Legislate property rights for common-law spouses: Nathens
By Patricia MacInnis, AdvocateDaily.com Senior Editor
Many Ontarians will be surprised to learn that common-law spouses do not have a legal right to share in the increase in value of property assets that accumulate in their partner’s name over the course of their relationship, Toronto family lawyer Ken H. Nathens writes in The Lawyer’s Daily.
When it comes to dividing assets after a relationship breaks down, common-law and married couples are treated much differently, says Nathens, partner with Nathens, Siegel Barristers LLP.
“The Family Law Act in Ontario provides that, except in limited circumstances, the value of all property accumulated during the marriage by both parties must be ‘equalized’ or split evenly on marital breakdown, regardless of how legal title to the property is held,” he says.
When it comes to how property rights are treated, Nathens says there is a vast legal disparity between married and common-law couples, especially in light of the fact that statistics show about one-fifth of all families include a common-law couple and most legislation provides equal treatment for married and unmarried spouses.
“For instance, pursuant to the Family Law Act (Ontario), common-law spouses (defined as those who have cohabited continuously for a period of not less than three years or are in a relationship of some permanence, or if they are the natural or adoptive parents of a child) are provided with the same right to claim spousal support from their former partner as married couples on relationship breakdown,” he says.

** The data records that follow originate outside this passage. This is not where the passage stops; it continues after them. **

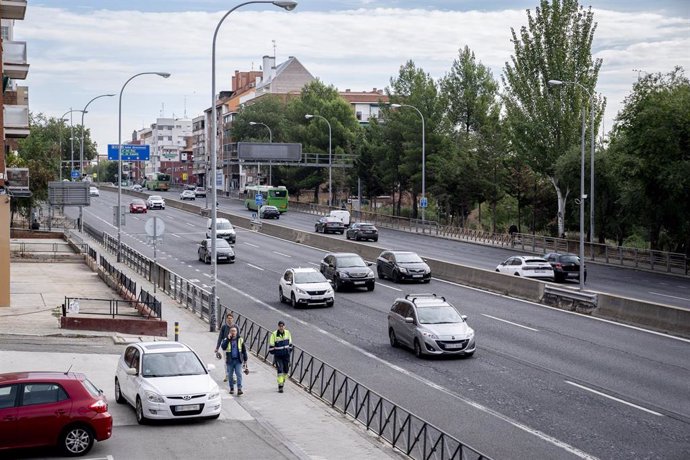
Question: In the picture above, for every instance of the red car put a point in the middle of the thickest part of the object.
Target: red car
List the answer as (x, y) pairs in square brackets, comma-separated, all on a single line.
[(137, 206), (61, 409)]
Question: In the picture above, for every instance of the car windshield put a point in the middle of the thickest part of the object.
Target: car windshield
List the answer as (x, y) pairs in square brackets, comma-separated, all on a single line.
[(408, 258), (438, 315), (350, 261), (171, 364), (309, 277)]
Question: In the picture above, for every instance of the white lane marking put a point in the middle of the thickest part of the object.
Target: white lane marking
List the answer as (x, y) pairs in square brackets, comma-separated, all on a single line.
[(389, 287), (515, 423), (510, 322), (594, 318), (671, 296), (614, 399)]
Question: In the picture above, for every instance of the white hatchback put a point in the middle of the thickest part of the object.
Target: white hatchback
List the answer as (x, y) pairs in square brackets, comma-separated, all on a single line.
[(527, 266), (305, 287), (166, 380)]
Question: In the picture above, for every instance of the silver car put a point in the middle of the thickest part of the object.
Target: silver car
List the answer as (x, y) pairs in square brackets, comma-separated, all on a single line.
[(429, 325)]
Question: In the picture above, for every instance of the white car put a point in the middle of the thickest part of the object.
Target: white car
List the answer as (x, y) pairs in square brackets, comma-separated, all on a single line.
[(305, 287), (166, 380), (187, 195), (527, 266), (155, 201)]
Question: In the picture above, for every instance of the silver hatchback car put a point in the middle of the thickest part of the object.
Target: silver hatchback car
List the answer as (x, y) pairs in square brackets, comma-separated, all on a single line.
[(430, 326)]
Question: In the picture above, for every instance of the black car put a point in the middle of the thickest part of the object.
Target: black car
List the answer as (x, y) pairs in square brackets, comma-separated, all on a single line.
[(224, 252), (344, 269), (328, 224), (402, 265), (362, 231), (565, 266)]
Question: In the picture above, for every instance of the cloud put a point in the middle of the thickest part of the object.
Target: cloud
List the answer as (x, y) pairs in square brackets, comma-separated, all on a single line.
[(89, 52)]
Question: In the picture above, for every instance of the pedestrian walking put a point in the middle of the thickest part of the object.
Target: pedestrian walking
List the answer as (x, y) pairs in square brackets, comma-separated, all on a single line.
[(280, 346), (235, 358), (223, 333)]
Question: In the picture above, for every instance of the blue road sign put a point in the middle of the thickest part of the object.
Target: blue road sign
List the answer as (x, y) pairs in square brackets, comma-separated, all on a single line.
[(129, 152)]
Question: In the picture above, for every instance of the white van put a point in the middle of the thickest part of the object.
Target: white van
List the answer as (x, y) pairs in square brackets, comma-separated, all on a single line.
[(344, 216), (224, 229)]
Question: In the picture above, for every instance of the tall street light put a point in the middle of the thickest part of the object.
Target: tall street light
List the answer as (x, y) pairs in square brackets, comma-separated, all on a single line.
[(81, 148), (270, 140), (583, 196), (423, 200), (286, 5), (330, 158), (119, 159)]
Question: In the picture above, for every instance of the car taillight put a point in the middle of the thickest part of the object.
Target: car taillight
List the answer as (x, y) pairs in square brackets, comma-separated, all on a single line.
[(99, 406)]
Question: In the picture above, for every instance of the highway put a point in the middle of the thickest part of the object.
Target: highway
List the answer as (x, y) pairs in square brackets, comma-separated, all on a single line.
[(544, 383)]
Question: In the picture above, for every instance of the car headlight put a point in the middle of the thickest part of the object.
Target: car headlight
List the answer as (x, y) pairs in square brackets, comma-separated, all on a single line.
[(429, 335), (154, 397)]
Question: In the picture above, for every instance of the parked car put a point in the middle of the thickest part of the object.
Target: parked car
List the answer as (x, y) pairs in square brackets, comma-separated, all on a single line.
[(166, 380), (344, 269), (269, 212), (429, 325), (305, 287), (402, 265), (527, 266), (155, 202), (362, 231), (224, 252), (565, 266), (137, 206), (224, 229), (328, 224), (63, 409), (187, 195)]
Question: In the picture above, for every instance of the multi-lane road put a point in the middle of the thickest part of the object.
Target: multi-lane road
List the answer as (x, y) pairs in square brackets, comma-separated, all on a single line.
[(544, 383)]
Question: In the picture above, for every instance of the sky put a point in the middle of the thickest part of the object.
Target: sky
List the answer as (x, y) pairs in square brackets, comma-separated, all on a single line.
[(79, 49)]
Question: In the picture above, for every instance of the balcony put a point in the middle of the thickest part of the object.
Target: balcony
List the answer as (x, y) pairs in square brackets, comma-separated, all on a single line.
[(16, 121), (12, 9), (14, 60)]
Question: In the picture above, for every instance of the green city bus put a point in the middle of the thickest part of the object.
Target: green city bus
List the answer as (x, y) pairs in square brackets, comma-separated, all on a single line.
[(274, 196), (157, 181)]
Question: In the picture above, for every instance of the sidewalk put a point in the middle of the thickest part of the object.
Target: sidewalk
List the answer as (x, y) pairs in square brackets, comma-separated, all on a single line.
[(306, 427)]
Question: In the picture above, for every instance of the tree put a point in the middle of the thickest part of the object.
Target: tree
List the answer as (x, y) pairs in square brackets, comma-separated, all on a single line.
[(651, 147), (542, 123)]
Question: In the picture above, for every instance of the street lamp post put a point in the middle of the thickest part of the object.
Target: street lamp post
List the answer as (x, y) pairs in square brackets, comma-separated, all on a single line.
[(583, 196), (289, 6), (270, 141), (119, 159), (81, 147), (423, 156), (330, 158)]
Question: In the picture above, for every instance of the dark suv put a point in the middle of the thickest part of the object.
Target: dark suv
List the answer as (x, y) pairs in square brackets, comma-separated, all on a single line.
[(344, 269), (565, 266)]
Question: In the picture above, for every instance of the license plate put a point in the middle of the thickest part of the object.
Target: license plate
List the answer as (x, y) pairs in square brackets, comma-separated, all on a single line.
[(189, 408)]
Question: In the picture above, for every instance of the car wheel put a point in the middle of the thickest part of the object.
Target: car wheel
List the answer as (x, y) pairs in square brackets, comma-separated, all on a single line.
[(393, 339), (77, 440), (139, 409), (417, 349), (118, 392)]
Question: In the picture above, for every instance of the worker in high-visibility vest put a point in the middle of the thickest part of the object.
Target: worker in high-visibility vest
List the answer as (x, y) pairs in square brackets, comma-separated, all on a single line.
[(280, 346)]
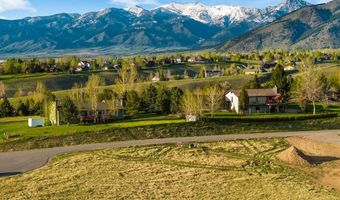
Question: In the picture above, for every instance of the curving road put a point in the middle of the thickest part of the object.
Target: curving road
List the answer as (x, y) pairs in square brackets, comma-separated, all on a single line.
[(22, 161)]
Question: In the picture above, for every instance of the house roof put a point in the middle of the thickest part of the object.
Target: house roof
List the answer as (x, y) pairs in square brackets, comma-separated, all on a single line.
[(271, 92)]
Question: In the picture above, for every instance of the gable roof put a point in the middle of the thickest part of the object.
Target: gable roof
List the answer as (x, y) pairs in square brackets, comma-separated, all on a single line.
[(271, 92)]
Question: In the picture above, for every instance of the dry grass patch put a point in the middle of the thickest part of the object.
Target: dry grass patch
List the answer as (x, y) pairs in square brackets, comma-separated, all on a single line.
[(245, 169)]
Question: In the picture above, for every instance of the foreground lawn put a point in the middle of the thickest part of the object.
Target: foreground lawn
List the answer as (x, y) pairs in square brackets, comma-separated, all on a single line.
[(22, 137), (244, 169)]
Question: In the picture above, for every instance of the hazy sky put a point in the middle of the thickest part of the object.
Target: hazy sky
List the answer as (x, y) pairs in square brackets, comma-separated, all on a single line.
[(14, 9)]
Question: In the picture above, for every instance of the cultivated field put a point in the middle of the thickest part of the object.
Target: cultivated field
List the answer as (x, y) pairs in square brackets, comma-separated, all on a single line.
[(245, 169)]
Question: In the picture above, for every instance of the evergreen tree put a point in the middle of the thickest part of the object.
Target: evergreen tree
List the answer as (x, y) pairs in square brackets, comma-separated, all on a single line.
[(243, 101), (69, 110), (254, 84), (6, 109), (280, 80), (175, 100), (22, 109), (149, 98), (163, 101), (132, 103)]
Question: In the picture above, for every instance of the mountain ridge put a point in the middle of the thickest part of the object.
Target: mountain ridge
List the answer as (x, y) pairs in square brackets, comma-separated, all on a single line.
[(134, 28)]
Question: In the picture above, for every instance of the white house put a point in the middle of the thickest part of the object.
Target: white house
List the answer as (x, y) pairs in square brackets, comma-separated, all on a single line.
[(290, 68), (156, 79), (259, 100), (213, 73)]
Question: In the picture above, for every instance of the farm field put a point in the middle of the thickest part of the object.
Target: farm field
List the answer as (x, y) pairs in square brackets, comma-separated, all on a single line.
[(199, 171), (53, 81)]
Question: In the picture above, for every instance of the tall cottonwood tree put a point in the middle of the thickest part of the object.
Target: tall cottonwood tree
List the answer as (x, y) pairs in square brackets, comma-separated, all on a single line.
[(128, 76), (77, 94), (2, 90), (93, 90), (244, 100), (214, 97), (193, 102), (312, 85)]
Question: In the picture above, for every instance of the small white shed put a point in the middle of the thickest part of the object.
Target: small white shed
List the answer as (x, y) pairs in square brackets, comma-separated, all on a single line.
[(36, 122), (191, 118)]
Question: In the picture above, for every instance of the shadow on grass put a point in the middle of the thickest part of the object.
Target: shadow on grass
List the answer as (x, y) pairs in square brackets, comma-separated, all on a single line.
[(317, 160), (9, 174)]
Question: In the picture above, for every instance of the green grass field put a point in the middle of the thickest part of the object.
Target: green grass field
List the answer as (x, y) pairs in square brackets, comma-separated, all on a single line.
[(53, 81), (243, 169)]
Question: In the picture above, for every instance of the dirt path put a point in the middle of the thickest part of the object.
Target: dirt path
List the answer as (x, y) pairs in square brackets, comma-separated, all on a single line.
[(23, 161)]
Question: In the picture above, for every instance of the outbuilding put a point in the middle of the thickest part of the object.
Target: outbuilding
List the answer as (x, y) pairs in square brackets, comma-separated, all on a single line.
[(36, 122)]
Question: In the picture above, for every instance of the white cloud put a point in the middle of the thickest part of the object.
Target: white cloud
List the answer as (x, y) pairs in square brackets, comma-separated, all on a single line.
[(7, 5), (134, 2)]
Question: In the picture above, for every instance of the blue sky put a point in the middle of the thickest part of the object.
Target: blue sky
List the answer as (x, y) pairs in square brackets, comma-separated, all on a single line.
[(14, 9)]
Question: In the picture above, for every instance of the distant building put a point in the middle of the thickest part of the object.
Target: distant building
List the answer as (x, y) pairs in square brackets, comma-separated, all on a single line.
[(213, 73), (156, 79), (196, 59), (260, 100), (83, 66), (36, 122), (178, 60)]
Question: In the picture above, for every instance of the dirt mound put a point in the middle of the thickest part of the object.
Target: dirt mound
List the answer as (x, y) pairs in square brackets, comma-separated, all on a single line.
[(293, 156)]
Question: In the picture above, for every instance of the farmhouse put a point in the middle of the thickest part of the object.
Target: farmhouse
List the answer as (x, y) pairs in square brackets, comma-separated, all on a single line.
[(259, 100)]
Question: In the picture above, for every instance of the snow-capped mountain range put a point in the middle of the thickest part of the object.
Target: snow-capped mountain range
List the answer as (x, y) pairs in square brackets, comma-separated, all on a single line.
[(171, 26), (221, 14)]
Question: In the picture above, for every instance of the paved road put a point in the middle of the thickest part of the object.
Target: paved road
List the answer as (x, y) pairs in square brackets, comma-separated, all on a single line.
[(23, 161)]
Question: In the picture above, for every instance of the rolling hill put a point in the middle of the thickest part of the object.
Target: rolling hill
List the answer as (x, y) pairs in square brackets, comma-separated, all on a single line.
[(113, 30)]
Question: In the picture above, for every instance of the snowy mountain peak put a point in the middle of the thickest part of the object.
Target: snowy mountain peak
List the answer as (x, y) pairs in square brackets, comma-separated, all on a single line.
[(207, 14), (292, 5), (136, 10), (221, 14)]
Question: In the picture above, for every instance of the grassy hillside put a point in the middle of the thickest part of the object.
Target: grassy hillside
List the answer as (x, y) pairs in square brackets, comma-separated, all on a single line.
[(23, 137), (244, 169)]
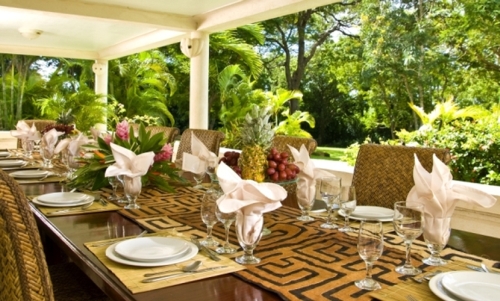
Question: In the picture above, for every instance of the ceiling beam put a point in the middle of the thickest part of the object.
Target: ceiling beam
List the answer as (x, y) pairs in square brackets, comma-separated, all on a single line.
[(107, 12), (251, 11)]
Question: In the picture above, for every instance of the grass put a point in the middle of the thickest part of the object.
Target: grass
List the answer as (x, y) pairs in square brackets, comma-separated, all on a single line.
[(328, 153)]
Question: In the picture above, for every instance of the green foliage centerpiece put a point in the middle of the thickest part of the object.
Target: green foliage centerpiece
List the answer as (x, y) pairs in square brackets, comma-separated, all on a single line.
[(161, 174)]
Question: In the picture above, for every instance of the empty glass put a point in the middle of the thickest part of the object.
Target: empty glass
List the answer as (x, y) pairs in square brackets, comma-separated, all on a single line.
[(436, 234), (408, 223), (347, 205), (226, 219), (330, 192), (370, 247), (209, 217)]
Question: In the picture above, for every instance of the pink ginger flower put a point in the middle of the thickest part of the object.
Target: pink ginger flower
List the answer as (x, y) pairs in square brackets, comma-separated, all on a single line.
[(108, 138), (122, 130)]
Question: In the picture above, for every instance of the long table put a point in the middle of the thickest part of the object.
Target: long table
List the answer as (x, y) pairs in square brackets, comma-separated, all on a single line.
[(70, 233)]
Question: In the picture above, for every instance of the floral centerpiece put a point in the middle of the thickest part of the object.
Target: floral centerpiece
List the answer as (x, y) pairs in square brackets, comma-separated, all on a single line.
[(162, 173)]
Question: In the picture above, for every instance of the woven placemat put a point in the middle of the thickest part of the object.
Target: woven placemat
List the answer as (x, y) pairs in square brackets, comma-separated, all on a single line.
[(132, 276)]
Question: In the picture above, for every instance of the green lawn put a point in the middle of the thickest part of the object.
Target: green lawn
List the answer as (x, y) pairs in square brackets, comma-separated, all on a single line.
[(328, 153)]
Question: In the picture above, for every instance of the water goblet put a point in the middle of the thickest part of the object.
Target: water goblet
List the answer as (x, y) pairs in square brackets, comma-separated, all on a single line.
[(436, 234), (330, 192), (347, 205), (370, 247), (249, 233), (132, 187), (226, 219), (209, 217), (408, 224)]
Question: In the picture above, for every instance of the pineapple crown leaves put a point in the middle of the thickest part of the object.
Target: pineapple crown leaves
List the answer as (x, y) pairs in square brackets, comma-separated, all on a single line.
[(257, 130)]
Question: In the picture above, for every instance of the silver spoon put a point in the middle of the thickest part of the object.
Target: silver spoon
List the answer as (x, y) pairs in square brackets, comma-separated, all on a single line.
[(189, 268)]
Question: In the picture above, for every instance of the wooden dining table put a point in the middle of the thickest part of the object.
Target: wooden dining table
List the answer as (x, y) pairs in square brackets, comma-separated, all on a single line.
[(64, 238)]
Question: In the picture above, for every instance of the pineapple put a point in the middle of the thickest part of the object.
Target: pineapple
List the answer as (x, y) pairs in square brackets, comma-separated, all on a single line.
[(256, 137)]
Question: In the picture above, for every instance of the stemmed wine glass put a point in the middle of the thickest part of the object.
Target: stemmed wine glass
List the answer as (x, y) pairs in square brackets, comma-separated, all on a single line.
[(226, 219), (408, 224), (347, 205), (330, 191), (209, 217), (370, 247)]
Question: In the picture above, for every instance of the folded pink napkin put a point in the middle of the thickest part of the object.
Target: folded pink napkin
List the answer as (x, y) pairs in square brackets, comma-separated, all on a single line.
[(306, 178), (196, 162), (127, 163), (49, 141), (24, 131), (439, 195), (249, 200)]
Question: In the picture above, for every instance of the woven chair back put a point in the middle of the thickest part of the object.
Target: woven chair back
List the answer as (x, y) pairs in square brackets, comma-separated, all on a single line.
[(24, 274), (210, 138), (168, 132), (383, 174), (281, 144), (39, 124)]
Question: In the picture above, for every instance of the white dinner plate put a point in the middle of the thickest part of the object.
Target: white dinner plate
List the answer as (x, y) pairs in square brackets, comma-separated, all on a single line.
[(191, 251), (437, 288), (471, 286), (29, 174), (12, 163), (63, 199), (371, 212), (150, 249)]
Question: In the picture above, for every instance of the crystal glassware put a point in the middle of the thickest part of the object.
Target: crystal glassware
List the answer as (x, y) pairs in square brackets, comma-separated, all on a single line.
[(330, 192), (226, 219), (408, 224), (347, 205), (132, 187), (436, 240), (370, 247), (209, 217), (249, 233)]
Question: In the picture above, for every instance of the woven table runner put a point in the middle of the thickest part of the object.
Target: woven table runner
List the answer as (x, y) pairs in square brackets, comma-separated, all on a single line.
[(132, 276)]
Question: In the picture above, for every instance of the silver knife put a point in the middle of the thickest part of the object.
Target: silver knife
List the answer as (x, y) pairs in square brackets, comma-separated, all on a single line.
[(154, 279)]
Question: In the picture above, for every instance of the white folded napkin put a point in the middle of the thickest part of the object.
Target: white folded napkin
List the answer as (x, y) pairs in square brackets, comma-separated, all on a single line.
[(24, 131), (249, 200), (76, 143), (306, 178), (127, 163), (439, 195), (196, 162)]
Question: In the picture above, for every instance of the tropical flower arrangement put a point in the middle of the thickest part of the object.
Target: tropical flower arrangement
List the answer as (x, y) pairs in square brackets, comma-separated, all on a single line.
[(162, 173)]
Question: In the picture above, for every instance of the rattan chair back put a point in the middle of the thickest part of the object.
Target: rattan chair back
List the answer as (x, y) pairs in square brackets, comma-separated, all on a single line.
[(24, 275), (281, 144), (168, 132), (39, 124), (383, 174), (210, 138)]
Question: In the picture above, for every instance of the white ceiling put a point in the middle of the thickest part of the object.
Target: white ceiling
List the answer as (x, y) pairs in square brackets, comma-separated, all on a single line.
[(107, 29)]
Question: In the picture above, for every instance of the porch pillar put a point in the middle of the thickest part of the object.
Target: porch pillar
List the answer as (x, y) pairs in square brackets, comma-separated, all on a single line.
[(197, 48), (100, 69)]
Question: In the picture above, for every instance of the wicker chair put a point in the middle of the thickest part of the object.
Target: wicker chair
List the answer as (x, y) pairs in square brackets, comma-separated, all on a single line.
[(39, 124), (281, 144), (383, 174), (210, 138), (24, 273), (168, 132)]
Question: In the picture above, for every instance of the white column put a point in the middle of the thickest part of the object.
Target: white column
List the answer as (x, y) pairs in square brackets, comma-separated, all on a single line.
[(198, 85), (100, 69)]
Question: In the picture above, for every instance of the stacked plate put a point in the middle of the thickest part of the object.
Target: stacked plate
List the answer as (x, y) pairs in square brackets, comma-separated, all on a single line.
[(151, 251), (63, 199), (12, 163), (372, 212), (29, 174), (466, 285)]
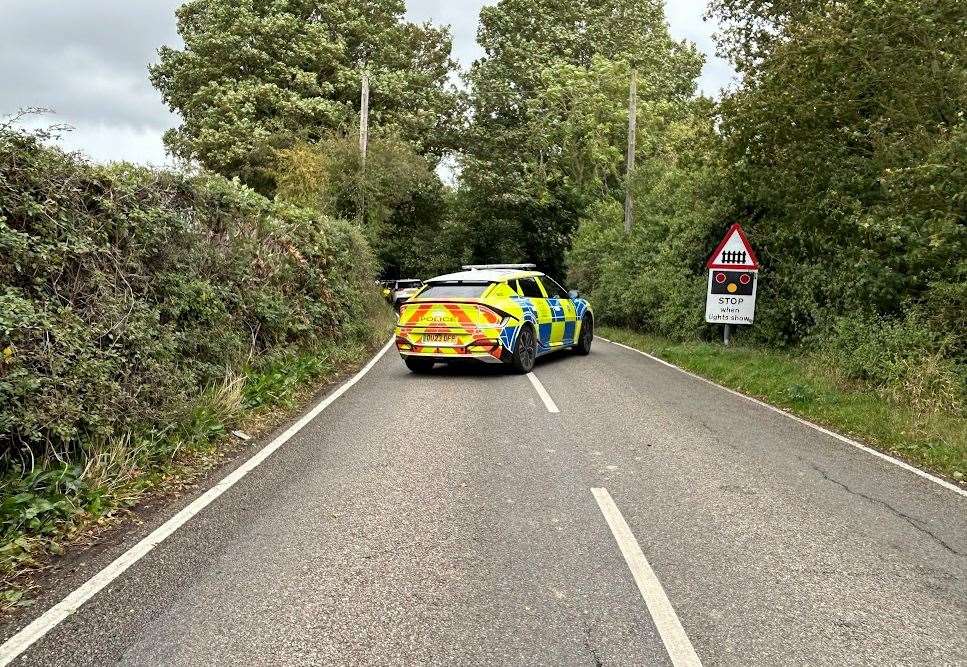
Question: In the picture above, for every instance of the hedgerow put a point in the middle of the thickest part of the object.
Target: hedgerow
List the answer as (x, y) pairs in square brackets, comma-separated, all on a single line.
[(128, 295)]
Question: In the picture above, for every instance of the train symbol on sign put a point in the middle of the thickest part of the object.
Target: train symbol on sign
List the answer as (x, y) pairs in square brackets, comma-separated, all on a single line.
[(732, 280), (734, 252), (734, 257), (738, 283)]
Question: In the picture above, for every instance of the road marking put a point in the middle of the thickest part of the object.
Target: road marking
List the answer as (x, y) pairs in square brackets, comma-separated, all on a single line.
[(842, 438), (21, 641), (670, 629), (548, 401)]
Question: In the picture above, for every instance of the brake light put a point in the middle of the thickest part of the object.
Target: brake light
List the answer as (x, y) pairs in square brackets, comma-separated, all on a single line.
[(489, 316)]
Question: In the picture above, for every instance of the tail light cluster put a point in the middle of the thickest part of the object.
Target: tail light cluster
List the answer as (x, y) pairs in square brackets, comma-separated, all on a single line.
[(489, 316)]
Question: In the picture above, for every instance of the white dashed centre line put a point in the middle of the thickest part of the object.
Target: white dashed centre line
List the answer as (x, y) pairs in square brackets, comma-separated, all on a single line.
[(548, 401), (670, 629)]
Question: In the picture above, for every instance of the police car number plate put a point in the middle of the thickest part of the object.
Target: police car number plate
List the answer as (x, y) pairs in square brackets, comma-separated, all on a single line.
[(439, 338)]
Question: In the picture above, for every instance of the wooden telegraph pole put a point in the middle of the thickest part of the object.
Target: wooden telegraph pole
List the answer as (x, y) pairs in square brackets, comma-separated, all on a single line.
[(363, 142), (632, 128)]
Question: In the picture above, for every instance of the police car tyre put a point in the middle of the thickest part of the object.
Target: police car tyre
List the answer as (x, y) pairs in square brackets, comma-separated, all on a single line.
[(587, 336), (419, 364), (525, 351)]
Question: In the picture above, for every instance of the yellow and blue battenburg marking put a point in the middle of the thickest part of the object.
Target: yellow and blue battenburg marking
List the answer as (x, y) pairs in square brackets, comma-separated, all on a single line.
[(483, 319)]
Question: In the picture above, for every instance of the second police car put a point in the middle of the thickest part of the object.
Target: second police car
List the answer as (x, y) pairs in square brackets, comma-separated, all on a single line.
[(496, 313)]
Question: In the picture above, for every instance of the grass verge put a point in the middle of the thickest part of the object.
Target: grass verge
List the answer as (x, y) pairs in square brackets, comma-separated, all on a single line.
[(805, 386), (58, 504)]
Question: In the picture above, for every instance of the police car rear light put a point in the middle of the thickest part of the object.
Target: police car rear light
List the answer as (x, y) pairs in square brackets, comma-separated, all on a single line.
[(489, 316)]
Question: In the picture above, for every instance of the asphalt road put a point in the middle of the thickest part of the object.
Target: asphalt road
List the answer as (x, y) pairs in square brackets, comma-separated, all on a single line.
[(449, 519)]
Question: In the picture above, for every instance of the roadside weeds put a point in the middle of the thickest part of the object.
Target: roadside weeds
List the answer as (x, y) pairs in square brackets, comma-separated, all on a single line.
[(60, 507), (803, 385)]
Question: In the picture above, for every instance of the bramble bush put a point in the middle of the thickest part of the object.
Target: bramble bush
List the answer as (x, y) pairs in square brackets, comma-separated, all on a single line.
[(132, 300)]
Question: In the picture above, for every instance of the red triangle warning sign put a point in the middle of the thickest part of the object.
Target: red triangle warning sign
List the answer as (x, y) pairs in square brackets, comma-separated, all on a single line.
[(734, 252)]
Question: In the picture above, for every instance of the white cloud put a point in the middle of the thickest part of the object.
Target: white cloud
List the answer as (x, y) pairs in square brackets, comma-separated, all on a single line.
[(87, 60)]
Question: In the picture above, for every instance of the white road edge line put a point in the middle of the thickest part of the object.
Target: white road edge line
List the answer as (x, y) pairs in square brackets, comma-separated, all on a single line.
[(842, 438), (673, 636), (21, 641), (548, 401)]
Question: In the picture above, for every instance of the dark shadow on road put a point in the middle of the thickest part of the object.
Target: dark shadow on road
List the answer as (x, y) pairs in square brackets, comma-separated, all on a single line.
[(471, 368)]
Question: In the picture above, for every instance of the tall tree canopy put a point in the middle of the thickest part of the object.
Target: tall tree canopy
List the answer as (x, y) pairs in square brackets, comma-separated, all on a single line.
[(847, 143), (259, 75), (515, 90)]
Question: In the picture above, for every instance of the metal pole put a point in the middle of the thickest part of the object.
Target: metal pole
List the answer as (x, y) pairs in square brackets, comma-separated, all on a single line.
[(363, 142), (632, 128)]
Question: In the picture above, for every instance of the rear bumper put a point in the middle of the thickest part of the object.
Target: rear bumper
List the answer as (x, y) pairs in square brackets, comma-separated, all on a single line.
[(484, 347)]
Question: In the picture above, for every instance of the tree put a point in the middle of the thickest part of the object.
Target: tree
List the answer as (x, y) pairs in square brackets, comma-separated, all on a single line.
[(528, 47), (846, 142), (256, 76)]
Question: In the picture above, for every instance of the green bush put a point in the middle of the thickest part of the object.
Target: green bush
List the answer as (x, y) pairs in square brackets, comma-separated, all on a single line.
[(125, 293), (905, 359)]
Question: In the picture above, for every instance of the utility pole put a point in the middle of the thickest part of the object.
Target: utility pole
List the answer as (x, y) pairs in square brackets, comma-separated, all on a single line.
[(632, 128), (363, 142)]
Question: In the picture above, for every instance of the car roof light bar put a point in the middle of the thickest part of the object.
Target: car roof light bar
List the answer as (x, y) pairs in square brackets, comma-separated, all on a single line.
[(485, 267)]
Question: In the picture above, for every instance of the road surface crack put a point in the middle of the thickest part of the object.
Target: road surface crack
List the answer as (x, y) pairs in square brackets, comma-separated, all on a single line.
[(589, 645), (910, 520)]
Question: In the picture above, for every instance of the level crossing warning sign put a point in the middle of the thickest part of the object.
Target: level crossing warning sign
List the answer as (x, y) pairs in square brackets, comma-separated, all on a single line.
[(732, 280)]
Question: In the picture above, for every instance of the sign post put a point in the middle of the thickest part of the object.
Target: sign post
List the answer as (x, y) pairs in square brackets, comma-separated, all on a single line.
[(733, 279)]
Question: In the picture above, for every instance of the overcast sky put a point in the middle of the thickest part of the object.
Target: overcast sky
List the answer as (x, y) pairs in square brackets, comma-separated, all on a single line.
[(87, 61)]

The Supreme Court of Canada has indicated that it will not strike down legislation on the basis that provincial property rights on separation do not extend to common-law spouses, Nathens writes, citing two relevant cases — one from Nova Scotia and another from Quebec.
“In both cases, the party seeking the division of property on the termination of their common-law relationship alleged that their constitutional right to equality pursuant to the Canadian Charter of Rights and Freedoms was infringed, as the provincial property laws in place at the time provided for the sharing of the value of property for married spouses on separation, but not for common-law spouses,” he says.
In the Nova Scotia Case, Nathens says the court did not find any Charter violation.
“In Quebec, the court found that even if there was an infringement by the provincial legislation of the equality provision of the Charter, such infringement was ‘saved’ by s. 1 of the Charter that provides that the infringement is proven to be ‘demonstrably justified in a free and democratic society,’” he writes.
According to the Supreme Court of Canada (SCC), couples who choose not to marry can create cohabitation agreements — civil unions in Quebec — that outline how property will be divided upon separation, Nathens says, adding the importance of choice regarding the marital relationship outweighed any potential breach of the Charter right to equality.
“In Ontario, equitable, as opposed to statutory, remedies exist to enable a common-law partner to claim property division from his or her spouse on relationship breakdown,” he writes. “The constructive trust/joint venture is the most common of these equitable remedies.”
A successful constructive trust claim is predicated on a common-law partner proving that he or she was engaged in a joint family venture, as defined by the SCC in another case, Nathens says.
“Pursuant to the joint family venture concept, a common-law spouse may be awarded a share in property held by the other spouse, if he or she is able to prove that he or she contributed to the value of the asset, either by financial contribution or otherwise and that the parties were engaged in a joint family venture with respect to the asset for their mutual or family benefit,” he writes.
Once the court accepts that a joint family venture exists, Nathens says it has the option to either award a sum of money or a share in the property to the non-titled spouse.
“In my view, the constructive trust and its related joint family venture are a poor substitute for statutory property rights,” he says, noting a recent case he was involved in, where the parties were in dispute over who owned the family residence, illustrates the point.
The parties lived as common-law spouses for 10 years in a jointly owned property, Nathens writes.
“Notwithstanding, the husband claimed a constructive trust interest on the wife’s share of the property, claiming she had ‘abandoned’ it during the relationship and that 95 per cent of the property was his as a result of his alleged over-contributions to the costs and improvements to the property,” he says.
Nathens says the wife had to endure an emotional four-day trial to prove she had been contributing financially from the beginning of the relationship.
“If the parties were married, the entire value of the home would be subject to equalization,” he writes. “Without marriage, the wife was required to spend $50,000 and suffer emotional trauma in order to prove her interest in the family home that was rightfully hers.”
Ontario must legislate property rights for common-law couples who, just like married couples, require certainty around the division of property assets when the relationship breaks down, Nathens says.
Other provinces, most recently British Columbia, have created legislation to govern property rights for common-law couples, he says.
“In British Columbia as of 2013, both common-law (defined as two years of cohabitation) and married spouses are treated the same for property division on breakup, meaning that absent a cohabitation or marriage contract that opts out of the regime, there will be a 50/50 split of shared assets and debts acquired during the marriage, with the exception of pre-relationship property, inheritances and gifts.”
Nathens questions whether the political will exists in this province to enact laws that govern property division for common-law couples.
“To date, there has been no progress in this regard, much to the detriment of the thousands of couples who reside common-law and to the Ontario court system that is already working past capacity,” he says.